I have never used the paste, but back when we raised horned herefords, we dehorned lots of them the old way--with Keystone dehorners. Keystones are a bloody messy way to do it, and pretty painful to the animal, and our head gate ran red with blood. Most folks nowadays use the dehorn bands or a Barnes type tool.  The Barnes tool cuts them off near the poll, but I have seen some real butcher jobs if ya get too deep with it--it kinda 'scoops' the horn out and some people get too far down into the sinus cavity.
If you can't do it yourself, get a vet to do it now while he's young. A vet will likely use ob saw wire or Barnes if the horns are small and lidocaine injections. (10% lido here requires a vet prescription) I've done both barnes and ob wire in the last few years--prefer the ob wire. (that saw wire is not as easy as it looks--your arms will get tired and the smell is unpleasant.)

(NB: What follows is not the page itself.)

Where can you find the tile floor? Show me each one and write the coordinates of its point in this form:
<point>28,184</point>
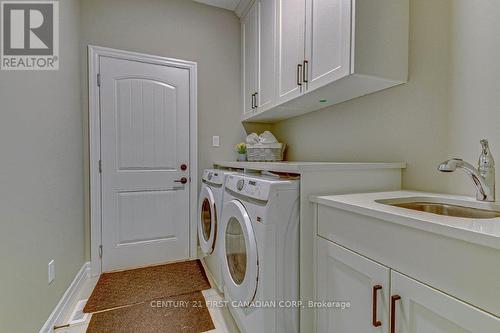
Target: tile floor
<point>221,317</point>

There was at one time, a very good Farmer Kitty cattle dehorning tutorial here at BYH (maybe a sticky) but for some reason,  the writer heavily redacted, edited it and I can no longer even find it. I think there were some complaints about it's very descriptive nature. Animal husbandry is often not very "emotionally digestable", but neccessary nonetheless.
Here's one on goats--might be applicable:
http://www.backyardherds.com/resources/horns-dis-bud-polled.31/
another on cattle:
http://calfology.com/library/wiki/dehorning-techniques-and-complications


----------



## cjc (Dec 5, 2016)

Thanks you guys! I am going to have the guy I bought his dam from (a neighbor) come over and access this for me. I am sort of stuck between do I do it or not. The only reason I am thinking no is he is going to be beef in a years time, but he also loves head butting his mom when they play!


----------



## jhm47 (Dec 6, 2016)

Dehorn him!  I've seen some mighty gruesome results from horned cattle.  They don't need to be trying to hurt you, just playing, and can cause some awful damage in an instant.  Believe me, as an EMT, I know what can happen.


----------



## cjc (Dec 22, 2016)

jhm47 said:


> Dehorn him!  I've seen some mighty gruesome results from horned cattle.  They don't need to be trying to hurt you, just playing, and can cause some awful damage in an instant.  Believe me, as an EMT, I know what can happen.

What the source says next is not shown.